CN CISO Vaughn Hazen
Covanta CISO Tammy Klotz
Customers Bank EVP & CISO Endré Jarraux Walls
DC Department of Human Services (DHS) CISO Montae Brockett
Huawei Mobile Services CISO Matt Lemon
Invitae CISO Dave Ruedger
ICF International VP & CISO Joseph Dyer
IFF VP & CISO Lauren Dana Rosenblatt
One Main Financial CISO Tunde Oni-Daniel
Premise Health CISO Joey Johnson
Prologis VP, IT Governance, Information Security Officer Sue Lapierre
Radian CISO Donna Ross
William Blair CISO Ralston Simmons

Also, on the Board is well-known author and analyst Richard Stiennon, who wrote the Security Yearbook 2022, which includes a directory of some 2800 companies.

“Knowledge sharing and education are top pillars of our CISOs Connect community, and these awards offer an unparalleled look into how top security professionals minimize existing and emerging risks,” said Endré Jarraux Walls, Customers Bank EVP & CISO. “By collecting examples of real-life experiences, the awards will promote discussion and cast a spotlight on the proven partners and cutting-edge solutions that help us safeguard our organizations.”

Tammy Klotz, Covanta CISO added: “With cybercrime costing the world trillions of dollars a year, thousands of security companies and startups have sprung up across the world to focus on these digital dangers, and singling out the best fit for an organization’s needs is a daunting task. The CISO Choice Awards will make it easier for our peers to see which companies have risen above the competition.”

“As CISOs, finding the right cybersecurity technologies and solutions that align with our organization’s security objectives is essential, however, finding the right vendor that understands the value of true partnership is equally important,” said Joseph Dyer, ICF VP & CISO. “The CISO Choice Awards provides an opportunity for knowledgeable CISOs to distinguish exceptional vendors that have developed trust, offer solid security solutions, maintain innovation, and deliver valuable partnerships.”

As a fundamental part of their mission to support the CISOs and the cybersecurity solution ecosystem in order to safeguard enterprises and organizations internationally, Mayfield, a global venture capital firm, has partnered with CISOs Connect.

About CISOs Connect

CISOs Connect is an exclusive membership-only interactive community of trusted cyber peers and subject matter experts.
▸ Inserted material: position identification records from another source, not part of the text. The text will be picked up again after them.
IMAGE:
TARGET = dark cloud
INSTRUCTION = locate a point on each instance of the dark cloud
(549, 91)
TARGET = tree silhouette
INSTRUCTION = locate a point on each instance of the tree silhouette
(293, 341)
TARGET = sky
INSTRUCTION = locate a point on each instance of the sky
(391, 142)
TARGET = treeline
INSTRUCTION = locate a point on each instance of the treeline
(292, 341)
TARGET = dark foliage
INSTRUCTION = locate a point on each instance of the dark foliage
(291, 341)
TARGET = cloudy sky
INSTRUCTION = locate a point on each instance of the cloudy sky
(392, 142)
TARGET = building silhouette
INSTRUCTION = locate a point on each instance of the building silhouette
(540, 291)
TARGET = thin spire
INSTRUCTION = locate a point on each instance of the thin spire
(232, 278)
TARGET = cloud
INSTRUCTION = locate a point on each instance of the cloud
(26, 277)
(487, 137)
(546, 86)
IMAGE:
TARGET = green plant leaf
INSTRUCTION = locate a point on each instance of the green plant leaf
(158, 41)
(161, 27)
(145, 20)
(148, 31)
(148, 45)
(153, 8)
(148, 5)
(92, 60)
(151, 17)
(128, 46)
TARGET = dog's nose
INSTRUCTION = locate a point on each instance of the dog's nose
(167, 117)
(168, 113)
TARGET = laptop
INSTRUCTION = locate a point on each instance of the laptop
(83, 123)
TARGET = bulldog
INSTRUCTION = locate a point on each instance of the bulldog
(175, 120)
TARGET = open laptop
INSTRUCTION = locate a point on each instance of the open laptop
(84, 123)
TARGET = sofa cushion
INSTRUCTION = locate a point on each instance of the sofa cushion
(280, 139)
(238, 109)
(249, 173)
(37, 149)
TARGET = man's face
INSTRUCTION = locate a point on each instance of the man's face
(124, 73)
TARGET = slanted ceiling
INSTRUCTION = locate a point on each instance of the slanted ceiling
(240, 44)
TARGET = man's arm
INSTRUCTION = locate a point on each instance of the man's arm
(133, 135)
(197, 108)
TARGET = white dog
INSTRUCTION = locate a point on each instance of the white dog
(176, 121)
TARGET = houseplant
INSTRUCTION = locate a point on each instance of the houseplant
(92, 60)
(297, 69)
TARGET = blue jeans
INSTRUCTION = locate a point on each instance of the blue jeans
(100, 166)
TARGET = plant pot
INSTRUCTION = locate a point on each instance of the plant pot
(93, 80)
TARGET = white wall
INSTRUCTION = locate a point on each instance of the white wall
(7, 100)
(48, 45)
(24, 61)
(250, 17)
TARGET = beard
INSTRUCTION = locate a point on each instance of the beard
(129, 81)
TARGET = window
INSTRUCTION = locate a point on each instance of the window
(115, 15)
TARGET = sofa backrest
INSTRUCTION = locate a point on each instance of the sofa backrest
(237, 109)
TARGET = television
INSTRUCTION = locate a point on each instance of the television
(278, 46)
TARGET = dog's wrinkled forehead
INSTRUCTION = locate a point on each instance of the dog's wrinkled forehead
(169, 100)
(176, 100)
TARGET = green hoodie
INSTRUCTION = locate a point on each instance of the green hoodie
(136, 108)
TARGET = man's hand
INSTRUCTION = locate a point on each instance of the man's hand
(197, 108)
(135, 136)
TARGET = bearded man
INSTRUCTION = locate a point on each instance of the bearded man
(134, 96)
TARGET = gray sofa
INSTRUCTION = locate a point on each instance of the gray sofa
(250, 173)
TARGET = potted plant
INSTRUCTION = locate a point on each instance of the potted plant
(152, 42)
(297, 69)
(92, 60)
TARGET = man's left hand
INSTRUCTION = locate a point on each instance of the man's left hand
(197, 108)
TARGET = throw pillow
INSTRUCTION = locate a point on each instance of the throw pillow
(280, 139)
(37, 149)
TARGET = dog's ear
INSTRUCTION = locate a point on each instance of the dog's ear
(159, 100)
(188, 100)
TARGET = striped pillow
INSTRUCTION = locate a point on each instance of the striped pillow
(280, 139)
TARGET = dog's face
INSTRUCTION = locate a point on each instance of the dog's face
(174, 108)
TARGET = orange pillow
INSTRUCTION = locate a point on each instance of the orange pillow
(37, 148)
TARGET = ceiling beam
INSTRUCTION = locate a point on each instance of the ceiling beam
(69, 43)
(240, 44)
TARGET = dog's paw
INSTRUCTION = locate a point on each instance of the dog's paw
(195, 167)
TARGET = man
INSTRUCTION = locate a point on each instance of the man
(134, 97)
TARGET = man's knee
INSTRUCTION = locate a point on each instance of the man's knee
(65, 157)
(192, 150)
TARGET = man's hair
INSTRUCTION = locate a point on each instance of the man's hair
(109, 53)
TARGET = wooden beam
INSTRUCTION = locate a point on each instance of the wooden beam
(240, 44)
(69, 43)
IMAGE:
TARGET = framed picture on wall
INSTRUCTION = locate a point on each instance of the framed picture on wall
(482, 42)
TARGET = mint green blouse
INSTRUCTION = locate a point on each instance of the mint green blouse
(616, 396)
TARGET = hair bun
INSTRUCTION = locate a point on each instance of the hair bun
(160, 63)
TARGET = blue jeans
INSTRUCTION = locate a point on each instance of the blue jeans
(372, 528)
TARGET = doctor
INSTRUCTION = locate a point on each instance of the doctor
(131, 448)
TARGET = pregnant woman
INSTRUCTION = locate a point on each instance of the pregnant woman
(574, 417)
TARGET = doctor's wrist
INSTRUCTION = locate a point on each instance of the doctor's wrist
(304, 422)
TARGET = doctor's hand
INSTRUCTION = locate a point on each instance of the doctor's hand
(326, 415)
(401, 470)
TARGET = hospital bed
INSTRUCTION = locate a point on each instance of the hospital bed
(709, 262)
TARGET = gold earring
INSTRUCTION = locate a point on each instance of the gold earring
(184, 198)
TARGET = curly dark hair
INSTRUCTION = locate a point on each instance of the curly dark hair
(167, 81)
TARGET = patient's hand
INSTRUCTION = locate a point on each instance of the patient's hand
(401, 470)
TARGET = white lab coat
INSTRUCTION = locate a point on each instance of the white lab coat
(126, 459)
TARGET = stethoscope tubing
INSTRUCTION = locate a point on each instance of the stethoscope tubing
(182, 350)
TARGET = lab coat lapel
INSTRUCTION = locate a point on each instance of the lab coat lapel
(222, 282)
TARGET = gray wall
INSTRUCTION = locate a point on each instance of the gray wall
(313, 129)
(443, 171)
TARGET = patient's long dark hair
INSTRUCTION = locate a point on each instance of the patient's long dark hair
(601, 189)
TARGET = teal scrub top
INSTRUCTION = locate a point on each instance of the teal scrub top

Connected by common interests, this community allows cyber experts to share knowledge and expertise through proprietary content, research, and analysis while exchanging information, ideas and collaborating with trusted colleagues to make informed business and technology decisions.

CISOs Connect™ is part of Security Current™, known for its Security Shark Tank® and is lauded for its CISO driven content, knowledge sharing, and community. It is purpose-built and led by the top CISOs in North America.